Aku jadi ingat saat kami membeli cenderamata di sini, juga menaiki becak saat hujan. Lalu, kuarahkan pandangan pada bangunan Mall di depan.
"Mengapa setiap aku tanya tentang kuliah kamu pasti jawab itu dan raut mukamu berubah?"
"Mungkin itu cuma perasaanmu aja," kelitnya.
"Apa ada yang kausembunyikan dariku?" Aku menatapnya dengan tatapan meminta penjelasan.
"Ah, udah selesai ya makannya? Ayo pulang."
"Kamu belum jawab pertanyaanku!"
"Ayo pulang," dinginnya.
"Jawab! Atau kita tidak akan bertemu lagi untuk selamanya!"
"Percuma aku kasih tau kamu, nggak akan ada yang berubah!"
"Apa susahnya untuk bilang apa yang kamu sembunyikan padaku? Kamu bahkan tidak bisu, Aysel. Kamu mampu untuk mengucapkan itu semua."
"Ayo pulang!" ulangnya yang mulai terlihat kesal. Aku tidak memperdulikannya, kemudian berlari menjauh.
"Rembulan, kamu mau ke mana?" teriaknya sambil mengejarku.

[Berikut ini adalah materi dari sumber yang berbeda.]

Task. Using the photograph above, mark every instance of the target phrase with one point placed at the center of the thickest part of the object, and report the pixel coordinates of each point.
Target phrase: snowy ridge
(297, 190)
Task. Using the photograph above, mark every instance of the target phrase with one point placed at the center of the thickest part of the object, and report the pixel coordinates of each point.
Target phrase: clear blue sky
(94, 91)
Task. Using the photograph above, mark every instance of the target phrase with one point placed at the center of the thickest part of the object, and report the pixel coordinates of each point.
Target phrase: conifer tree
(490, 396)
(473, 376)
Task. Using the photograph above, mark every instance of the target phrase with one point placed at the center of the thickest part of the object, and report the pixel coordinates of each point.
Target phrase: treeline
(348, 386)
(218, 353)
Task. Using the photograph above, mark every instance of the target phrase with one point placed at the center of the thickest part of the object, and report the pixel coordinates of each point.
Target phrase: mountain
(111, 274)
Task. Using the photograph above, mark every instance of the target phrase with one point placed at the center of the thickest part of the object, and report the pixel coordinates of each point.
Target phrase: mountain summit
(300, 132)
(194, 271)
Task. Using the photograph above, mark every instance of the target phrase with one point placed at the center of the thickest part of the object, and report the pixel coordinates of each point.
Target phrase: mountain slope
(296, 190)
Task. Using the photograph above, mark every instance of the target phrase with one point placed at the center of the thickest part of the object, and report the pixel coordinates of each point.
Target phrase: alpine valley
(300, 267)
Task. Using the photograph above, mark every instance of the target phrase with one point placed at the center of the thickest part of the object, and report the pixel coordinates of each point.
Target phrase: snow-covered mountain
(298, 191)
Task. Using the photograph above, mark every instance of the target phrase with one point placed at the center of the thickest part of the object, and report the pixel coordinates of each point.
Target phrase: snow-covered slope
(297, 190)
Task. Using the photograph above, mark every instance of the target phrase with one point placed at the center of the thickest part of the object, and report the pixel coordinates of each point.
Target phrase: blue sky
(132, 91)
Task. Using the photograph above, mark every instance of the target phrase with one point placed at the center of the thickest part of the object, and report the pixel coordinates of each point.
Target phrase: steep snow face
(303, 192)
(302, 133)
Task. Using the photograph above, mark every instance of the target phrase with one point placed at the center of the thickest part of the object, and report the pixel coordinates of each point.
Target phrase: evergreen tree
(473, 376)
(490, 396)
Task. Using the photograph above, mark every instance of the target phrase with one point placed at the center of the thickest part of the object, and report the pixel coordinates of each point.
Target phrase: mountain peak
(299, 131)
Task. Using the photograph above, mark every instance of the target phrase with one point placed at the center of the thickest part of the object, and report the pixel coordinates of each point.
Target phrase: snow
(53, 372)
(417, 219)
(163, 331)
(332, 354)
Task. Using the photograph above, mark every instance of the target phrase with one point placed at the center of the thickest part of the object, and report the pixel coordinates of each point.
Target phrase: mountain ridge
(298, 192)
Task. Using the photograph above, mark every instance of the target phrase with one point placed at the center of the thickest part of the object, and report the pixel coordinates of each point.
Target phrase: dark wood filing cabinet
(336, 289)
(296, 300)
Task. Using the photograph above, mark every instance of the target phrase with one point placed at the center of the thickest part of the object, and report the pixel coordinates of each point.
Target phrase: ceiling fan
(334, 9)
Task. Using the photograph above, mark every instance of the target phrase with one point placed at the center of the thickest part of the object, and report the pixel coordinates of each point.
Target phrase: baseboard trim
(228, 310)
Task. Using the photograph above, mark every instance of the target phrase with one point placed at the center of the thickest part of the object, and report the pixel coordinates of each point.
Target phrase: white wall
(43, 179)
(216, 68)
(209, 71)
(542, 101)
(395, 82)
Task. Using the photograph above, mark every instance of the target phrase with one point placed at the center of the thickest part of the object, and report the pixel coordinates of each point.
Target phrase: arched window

Ia, mencekal pergelangan tanganku.
"Aku mau pulang."
"Iya, kita pulang bareng."
"Aku ingin pulang sendiri."
"Jangan bercanda, deh!"
Aku tersenyum kecut ketika kalimat demi kalimat itu bak gaung di kepala. Tak ingin lebih lama lagi memandangi bangunan tersebut, aku memilih untuk kembali melangkah sembari menikmati keramaian di tempat ini.
Perlahan, rinai hujan mulai berjatuhan.
Jika biasanya aku akan berteduh saat bertemu dengan hujan, kini aku memilih untuk tetap berjalan sembari menikmati setiap airnya yang jatuh mengenai kulit.
"Mbak, neduh dulu! Mau hujan gede." Sayup-sayup kudengar suara pria dari arah samping yang menyuruhku untuk meneduh. Namun, aku tak memperdulikannya dan tetap berjalan dengan pandangan kosong. Bahkan, sampai sempat beberapa kali menabrak orang-orang yang tengah berlalu-lalang hingga membuat mereka kesal.
Entah sejak kapan, air mataku sudah merebak. Kuhentikan langkah ini, dan berbarengan dengan itu, hujan benar-benar turun sangat deras. Menghembuskan napas kasar, kemudian memejamkan mata dan mendongak untuk merasakan air yang berjatuhan di wajah.
Maaf, aku menyerah kali ini. Aku benar-benar menyerah untuk berharap semuanya kembali seperti semula. Mungkin, sejak awal sepertinya memang aku yang hanya menaruh rasa. Aku yang terlalu percaya hingga memiliki harapan lebih.
Pada akhirnya, Ia pergi. Benar-benar pergi. Bahkan, aku tak tahu kapan dirinya kembali. Atau mungkin, tidak akan pernah. Lalu, apa gunanya aku menaruh rasa ini hingga bertahun-tahun lamanya jika keadaan masih tetap sama?
Lihat, betapa bodohnya aku sekarang yang mau-maunya diperbudak oleh perasaan sendiri.
Dapat kurasakan jika hujan tak lagi berjatuhan di wajah. Apa sudah reda?
Kubuka kedua mata, kemudian mengerjapkannya berulang kali saat mendapati benda bening yang memayungiku. Segera aku membalikkan tubuh untuk menatap orang itu.
Badanku membeku, rasa sulit untuk respirasi tiba-tiba muncul ketika bersirobok dengan rentinanya. Pahatan parasnya yang begitu menawan sama sekali tak berubah, mungkin hanya terlihat lebih tegas dari sebelumnya.
A-apa aku sedang tidak salah lihat sekarang?
Seseorang yang memayungiku itu mengulas senyum dengan sangat manis hingga membuat bibirku tak hentinya menganga. Senyuman itu, senyuman yang mampu membuat candu untukku. Senyum kotak yang bahkan pertama kali kulihat hanya darinya.
Air mataku semakin mengalir deras. Aku menggeleng cepat. Tidak mungkin, ini pasti hanya halusinasi. Iya benar, ini hanya halusinasi dan bukan nyata!
Aku membalikkan tubuh, lalu berlari secepat mungkin untuk menjauh dari sosoknya. Memang benar aku merindukan dia, tapi tolong jangan membuatku malah jadi berhalusinasi yang berlebihan seperti ini.
Grep!
Dia mencekal bajuku dengan kuat hingga membuatku refleks berhenti, kemudian membawaku ke dalam dekapannya. Dekapan ini, aroma ini, bahkan tidak terasa asing untukku. Isakanku keluar begitu saja, meski tak terdengar karena hujan yang sangat deras.